Einmal wandelt Joy nachts durch den Park, im Nachthemd, wie im Schlaf, wie ein Gespenst ihrer selbst, sie betritt ein rotgehaltenes Burgerrestaurant, leer bis auf eine auf automatische Freundlichkeit programmierte Empfangsdame. Dort trifft Helen ihren Verflossenen, Andy, eine Begegnung der Sehnsucht, des Bedauern über das Vergangene, der Hingebung ans Unmögliche. Seine Liebesbezeugungen gehen unversehens in Beschimpfungen und Drohungen über, dann löst er sich in Luft auf: ein Phantom, eine Halluzination; genau wie Helen in ihrem Leben eigentlich nicht anwesend ist.
Eine Szene von vielen in Todd Solondz Life During Wartime, die für sich steht und doch so viel mehr ist als das, was sie präsentiert; die vor- und zurückgreift, die die großen Themen aufgreift und dabei zeigt, wie die Protagonisten an ihnen scheitern; die von der Konzeption, der Dialoge, der Inszenierung und der Schauspielerleistung absolut meisterhaft choreographiert ist. Life During Wartime besteht eigentlich nur aus solchen vereinzelt erscheinenden Szenen, deren Zusammenhang nicht von der Handlung bestimmt ist, oft genug auch nicht von den Figuren, sondern von der Grundstimmung, von der Melancholie, von den Problemen, die sie behandeln.
Und doch, oder gerade deswegen, ist der Film nicht zerfahren, er zeigt vielmehr das meisterhafte Können von Solondz in der Komposition seiner Filme. Life During Wartime ist eine Fortsetzung seines Meisterwerkes Happiness von 1998, er dreht sich um dasselbe Geschwistertrio Joy, Helen und Trish, die nun, zehn Jahre später, an all dem Schrecklichen laborieren, das ihnen widerfahren ist in ihrem ganz normalen Leben: Perversion, Enttäuschung, Leid, Hoffnungslosigkeit; und das, wo sie doch so verzweifelt das Glück suchen.

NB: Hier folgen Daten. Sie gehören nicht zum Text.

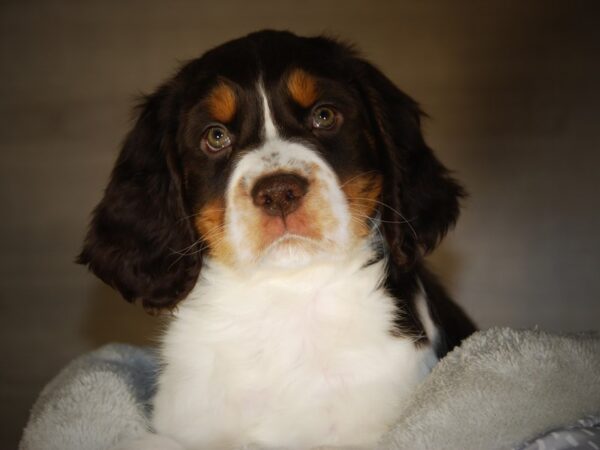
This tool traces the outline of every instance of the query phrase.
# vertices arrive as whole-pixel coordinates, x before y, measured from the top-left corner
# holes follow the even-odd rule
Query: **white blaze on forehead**
[[[262,98],[263,103],[265,141],[270,141],[271,139],[277,138],[277,128],[275,128],[275,122],[273,122],[273,117],[271,116],[271,108],[269,107],[269,100],[267,99],[267,94],[265,93],[265,89],[262,85],[258,86],[258,91],[260,92],[260,96]]]

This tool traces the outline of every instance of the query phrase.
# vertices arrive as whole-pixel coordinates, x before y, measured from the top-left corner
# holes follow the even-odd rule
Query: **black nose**
[[[308,180],[292,173],[260,178],[252,188],[254,204],[270,216],[285,217],[293,213],[308,191]]]

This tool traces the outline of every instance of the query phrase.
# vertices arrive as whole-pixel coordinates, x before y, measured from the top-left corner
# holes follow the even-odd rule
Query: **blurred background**
[[[42,386],[158,321],[73,263],[131,106],[261,28],[354,41],[471,193],[431,262],[482,328],[600,325],[600,2],[0,3],[0,448]]]

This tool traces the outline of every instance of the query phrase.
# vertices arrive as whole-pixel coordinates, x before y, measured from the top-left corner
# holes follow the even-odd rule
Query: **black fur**
[[[150,309],[184,297],[201,266],[199,254],[180,256],[175,250],[196,237],[185,219],[170,88],[139,107],[78,258],[126,300],[141,299]]]
[[[294,67],[319,77],[328,100],[344,110],[347,126],[340,133],[306,129],[306,111],[291,104],[281,82]],[[223,78],[235,83],[244,115],[231,124],[236,139],[231,153],[217,157],[198,152],[196,143],[208,120],[202,95]],[[391,255],[386,286],[405,312],[398,328],[423,334],[414,305],[420,280],[432,316],[445,331],[438,345],[438,353],[445,353],[474,327],[426,270],[423,257],[454,225],[464,190],[424,142],[418,105],[332,39],[254,33],[188,63],[149,96],[94,211],[78,261],[147,308],[173,307],[185,298],[200,273],[204,244],[190,217],[223,195],[235,157],[260,143],[259,78],[282,135],[309,142],[339,175],[368,170],[383,175],[381,228]]]
[[[391,254],[386,286],[402,311],[396,324],[404,332],[425,336],[414,304],[419,280],[442,330],[435,344],[443,356],[475,326],[427,270],[423,257],[456,223],[466,192],[425,143],[418,104],[373,65],[360,59],[355,64],[378,146],[385,149],[381,228]]]

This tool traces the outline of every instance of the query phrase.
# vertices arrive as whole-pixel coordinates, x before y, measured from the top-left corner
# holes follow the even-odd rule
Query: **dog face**
[[[146,98],[79,261],[150,308],[184,298],[206,257],[295,267],[381,236],[407,270],[462,195],[377,69],[330,39],[259,32]]]
[[[358,97],[296,67],[239,81],[213,83],[184,125],[185,180],[219,183],[185,187],[207,253],[238,268],[343,254],[380,192]]]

Helen hat solches Pech, ihr Verlobter, ein freundlicher Schwarzer, entpuppt sich gleich in der ersten Szene des Films als Perverser, obwohl sie sich so bemüht hat; obwohl sich beide so sehr lieben. Das ist die Tragik ihres Teils des Filmes: dass sie so sehr anderen helfen will und doch alles immer schlimmer macht, gerade auch für sich selbst. Helen, Mutter von drei Kindern, lernt einen älteren Herrn kennen, einen, der zur Abwechslung mal tatsächlich normal ist; doch ihr Ex-Mann Bill kommt aus dem Gefängnis, ein Pädophiler, der nun wissen möchte, ob seine Kinder seine Veranlagung vererbt haben. Trish hat sich abgekapselt, sie ist Drehbuchautorin in Hollywood, lebt ein ganz anderes Leben hat sie es tatsächlich geschafft, herauszukommen aus der jüdischen community, aus der Familie in New Jersey, der auf so verzweifelnde Weise das Unglück zustößt?

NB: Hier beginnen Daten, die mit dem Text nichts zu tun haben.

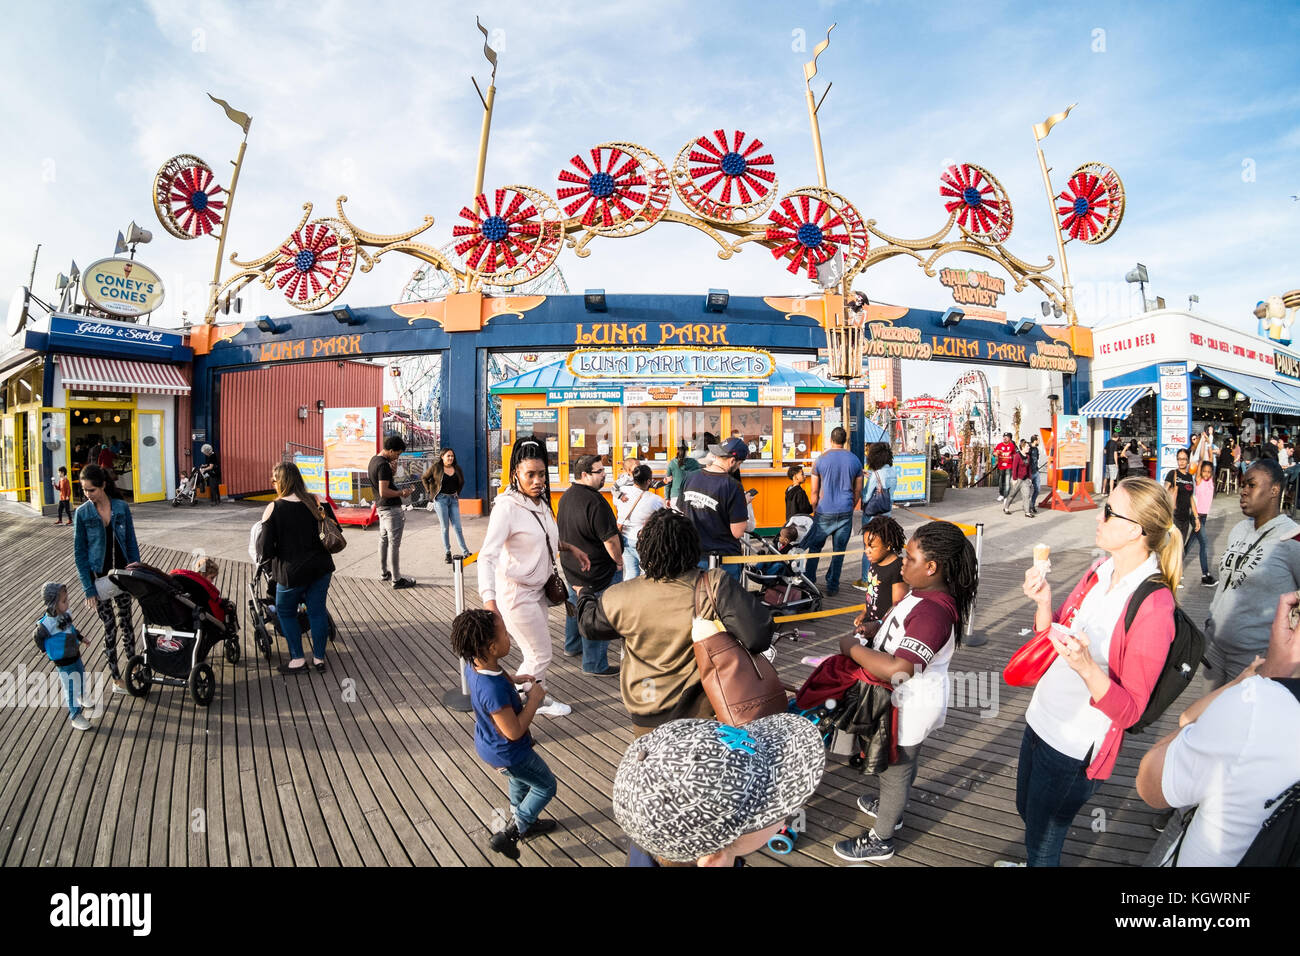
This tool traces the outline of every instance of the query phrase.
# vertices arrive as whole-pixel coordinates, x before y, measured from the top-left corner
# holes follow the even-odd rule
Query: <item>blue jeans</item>
[[[718,560],[719,560],[719,562],[721,562],[722,558],[719,557]],[[705,554],[705,555],[701,555],[701,556],[700,556],[700,563],[697,564],[696,567],[697,567],[697,568],[704,568],[704,569],[707,570],[708,567],[709,567],[709,555],[707,555],[707,554]],[[718,567],[720,567],[723,571],[727,572],[727,574],[731,575],[735,580],[739,581],[739,580],[740,580],[740,569],[741,569],[742,567],[744,567],[744,565],[740,565],[740,564],[721,564],[721,563],[719,563],[719,564],[718,564]]]
[[[818,535],[818,540],[812,542],[813,534]],[[813,531],[809,533],[808,540],[804,542],[810,551],[820,551],[827,539],[831,542],[832,551],[843,551],[849,546],[849,537],[853,534],[853,512],[844,511],[839,514],[819,514],[817,521],[813,525]],[[813,582],[817,580],[817,559],[808,562],[808,577]],[[840,569],[844,566],[844,555],[836,555],[831,558],[831,566],[826,569],[826,591],[833,593],[840,589]]]
[[[469,554],[465,545],[465,532],[460,530],[460,497],[458,495],[438,495],[433,499],[433,508],[438,512],[438,525],[442,528],[442,550],[451,551],[451,529],[456,529],[460,539],[461,554]]]
[[[624,567],[627,565],[624,564]],[[612,587],[623,580],[623,572],[615,571],[614,577],[610,579],[605,588]],[[605,593],[605,588],[596,592],[596,597]],[[585,590],[585,589],[584,589]],[[573,585],[569,585],[569,600],[574,604],[578,603],[578,592],[573,590]],[[564,653],[569,655],[582,655],[582,669],[588,674],[599,674],[609,667],[609,641],[589,641],[578,633],[578,619],[576,617],[566,617],[564,619]]]
[[[59,683],[63,685],[63,692],[68,698],[68,717],[75,720],[81,713],[81,701],[86,696],[85,665],[81,663],[81,658],[77,658],[75,663],[64,664],[55,670],[59,672]]]
[[[307,605],[307,621],[311,624],[311,656],[325,660],[325,639],[329,636],[329,616],[325,599],[329,596],[332,572],[322,574],[311,584],[296,588],[275,588],[275,613],[280,618],[280,633],[289,645],[289,657],[302,657],[302,629],[298,627],[298,605]]]
[[[536,750],[530,750],[527,757],[501,772],[510,781],[510,809],[515,812],[515,825],[522,835],[555,796],[555,774]]]
[[[641,555],[636,553],[636,545],[625,545],[623,548],[623,580],[631,581],[640,573]]]
[[[1029,866],[1061,865],[1061,847],[1075,814],[1101,786],[1087,772],[1087,761],[1067,757],[1025,726],[1016,767],[1016,812],[1025,821]]]
[[[1190,535],[1188,535],[1188,537],[1187,537],[1187,543],[1183,545],[1183,554],[1187,554],[1187,549],[1190,548],[1190,547],[1192,546],[1192,542],[1193,542],[1193,541],[1199,541],[1199,542],[1200,542],[1200,544],[1201,544],[1201,577],[1205,577],[1206,575],[1208,575],[1208,574],[1210,573],[1210,555],[1209,555],[1209,549],[1206,547],[1206,544],[1205,544],[1205,521],[1206,521],[1206,519],[1209,518],[1210,516],[1209,516],[1209,515],[1198,515],[1197,517],[1200,518],[1200,520],[1201,520],[1201,526],[1200,526],[1199,529],[1197,529],[1196,531],[1193,531]]]
[[[1032,492],[1033,497],[1029,499],[1029,507],[1031,511],[1037,511],[1038,510],[1038,472],[1034,472],[1032,475],[1029,476],[1029,483],[1033,486],[1033,492]]]

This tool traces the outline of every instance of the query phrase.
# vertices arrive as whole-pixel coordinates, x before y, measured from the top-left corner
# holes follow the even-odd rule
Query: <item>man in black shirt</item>
[[[739,446],[739,447],[738,447]],[[749,505],[740,483],[731,470],[743,460],[738,438],[724,445],[709,446],[709,463],[686,479],[677,510],[691,519],[700,535],[700,567],[709,566],[710,555],[740,554],[740,536],[749,524]],[[724,564],[722,569],[740,580],[739,564]]]
[[[379,580],[391,580],[394,591],[415,587],[415,581],[402,577],[398,566],[402,528],[406,524],[402,502],[412,489],[403,488],[398,491],[393,487],[393,462],[401,458],[404,451],[406,442],[402,436],[389,435],[384,439],[384,450],[370,459],[370,465],[366,469],[370,473],[370,487],[375,490],[375,506],[379,509]],[[393,569],[391,573],[388,570],[390,564]]]
[[[577,559],[565,551],[560,554],[560,565],[569,583],[569,600],[576,605],[578,594],[574,586],[591,591],[599,597],[611,584],[623,580],[623,543],[618,535],[618,524],[609,502],[600,493],[605,483],[605,465],[597,455],[583,455],[573,463],[569,474],[568,491],[560,496],[555,523],[560,529],[560,540],[567,541],[587,555],[591,566],[586,570]],[[564,653],[570,657],[582,655],[582,669],[596,677],[615,677],[619,669],[609,663],[609,641],[584,640],[578,633],[576,617],[564,622]]]
[[[1114,435],[1106,442],[1106,447],[1102,449],[1102,479],[1101,493],[1108,495],[1115,490],[1115,482],[1119,480],[1119,452],[1124,447],[1118,438]]]

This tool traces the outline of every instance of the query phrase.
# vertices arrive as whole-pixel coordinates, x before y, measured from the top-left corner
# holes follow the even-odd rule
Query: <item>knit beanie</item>
[[[59,581],[46,581],[41,585],[41,603],[45,605],[45,613],[50,617],[55,617],[54,606],[59,601],[59,592],[63,590],[63,584]]]

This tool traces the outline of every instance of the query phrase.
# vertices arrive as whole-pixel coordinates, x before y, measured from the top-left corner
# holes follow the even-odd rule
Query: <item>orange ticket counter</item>
[[[592,357],[597,351],[613,353],[617,360]],[[683,362],[682,353],[690,359],[713,353],[713,358]],[[611,374],[575,374],[594,369]],[[686,382],[618,374],[637,369],[718,374]],[[744,373],[748,377],[740,377]],[[504,470],[513,444],[521,437],[536,435],[546,445],[554,504],[569,486],[572,463],[582,455],[601,456],[615,476],[622,473],[625,458],[636,457],[656,477],[666,478],[679,442],[698,453],[705,433],[725,440],[734,431],[750,449],[741,473],[745,487],[758,491],[754,518],[759,527],[779,527],[785,522],[786,469],[796,463],[811,468],[830,447],[844,389],[777,365],[761,349],[621,349],[578,350],[564,361],[501,382],[492,393],[501,398],[501,454],[507,463],[503,487],[509,483]],[[607,480],[607,496],[612,484]]]

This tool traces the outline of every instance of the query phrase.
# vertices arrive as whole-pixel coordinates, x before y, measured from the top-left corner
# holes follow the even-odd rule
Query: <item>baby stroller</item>
[[[248,582],[248,616],[253,622],[253,640],[257,642],[257,649],[267,660],[270,660],[271,631],[274,630],[282,637],[284,635],[280,630],[280,616],[275,611],[275,578],[271,577],[269,561],[258,564],[253,580]],[[329,632],[325,635],[325,639],[332,642],[337,633],[334,627],[334,615],[326,611],[325,618],[329,622]],[[307,608],[302,604],[298,605],[298,628],[304,638],[311,632]]]
[[[190,469],[179,486],[176,488],[176,497],[172,498],[172,507],[179,508],[181,505],[193,505],[199,497],[199,485],[203,481],[203,476],[199,473],[198,465]]]
[[[800,519],[802,518],[802,522]],[[806,522],[806,527],[804,523]],[[772,539],[745,536],[747,550],[752,554],[771,555],[770,564],[745,565],[745,581],[757,585],[762,592],[762,601],[777,614],[805,614],[822,609],[822,592],[816,583],[804,572],[806,563],[799,544],[807,538],[812,529],[812,519],[796,515],[790,524],[799,527],[799,537],[791,549],[782,553],[777,550]]]
[[[196,581],[133,563],[109,577],[130,594],[144,614],[143,653],[126,663],[126,689],[144,697],[154,684],[189,687],[195,703],[206,707],[216,692],[216,675],[208,652],[225,642],[226,660],[239,660],[239,621],[235,607],[223,602],[226,619],[209,608],[209,595]]]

Bezeichnenderweise hat Solondz diese Happiness-Fortschreibung mit anderen Schauspielern als im Vorgänger besetzt, tatsächlich ist Life During Wartime ganz selbstständig, kann ohne Kenntnis der Vorgeschichte gesehen werden er wird auch dann seine Wirkung entfalten, die den Zuschauer berührt mit seiner tiefen Traurigkeit, mit seinem Porträt von Lebensgeschichten, die unausweichlich aufs größtmögliche Unglück steuern, nicht wegen Zufall, nicht wegen Schicksal, sondern weil sie einfach nicht anders können, mit den besten Absichten. Und das in Szenen, die sich immer wieder in den Witz des Absurden wandeln, wodurch vermieden wird, dass die Emotion des Zuschauers, das Mitgefühl, in Depression umschlagen könnte.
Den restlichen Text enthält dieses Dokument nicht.